On Thu, Jun 17, 2010 at 2:08 PM, Waldemar Kornewald
<wkornew...@gmail.com> wrote:
> On Thu, Jun 17, 2010 at 1:42 PM, Patryk Zawadzki <pat...@pld-linux.org> wrote:
>> Here's an example of a thread-safe view that works happily with just
>> one instance:
>>
>> ---- 8< ----
>>
>> class MyView(object):
>>    def __init__(self, queryset, template='bar.html'):
>>        self.qs = queryset
>>        self.template = template
>>
>>    def __call__(self, request, id):
>>        instance = get_object_or_404(self.qs, id=id)
>>        return direct_to_template(request, self.template, {'object': 
>> instance})
>>
>> # ...
>>
>>    url(r'^foo/(?P<id>\d+)/', MyView(queryset=Foo.objects.all(),
>> template='foo.html')),
> This is not at all thread-safe because all requests share the same
> view instance and thus the same state.

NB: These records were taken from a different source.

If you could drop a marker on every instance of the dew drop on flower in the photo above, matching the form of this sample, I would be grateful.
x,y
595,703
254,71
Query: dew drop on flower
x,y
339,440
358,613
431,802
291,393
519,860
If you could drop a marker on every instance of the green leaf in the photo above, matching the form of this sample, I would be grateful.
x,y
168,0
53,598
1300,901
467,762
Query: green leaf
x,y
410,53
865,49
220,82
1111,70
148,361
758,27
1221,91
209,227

Shared state is not thread-safe
> (unless you introduce some locking mechanism which is not an option
> here). Thread-safety can only be guaranteed if every thread has its
> own state. In other words, every request needs his own View instance.

You don't seem to get how threading works.

There is no state in this object past the assignments in __init__.
These are thread-safe as there is only one instance of the object.

Variables in local scope are always thread-safe as reetrancy grants
you a new local scope every time it enters a function.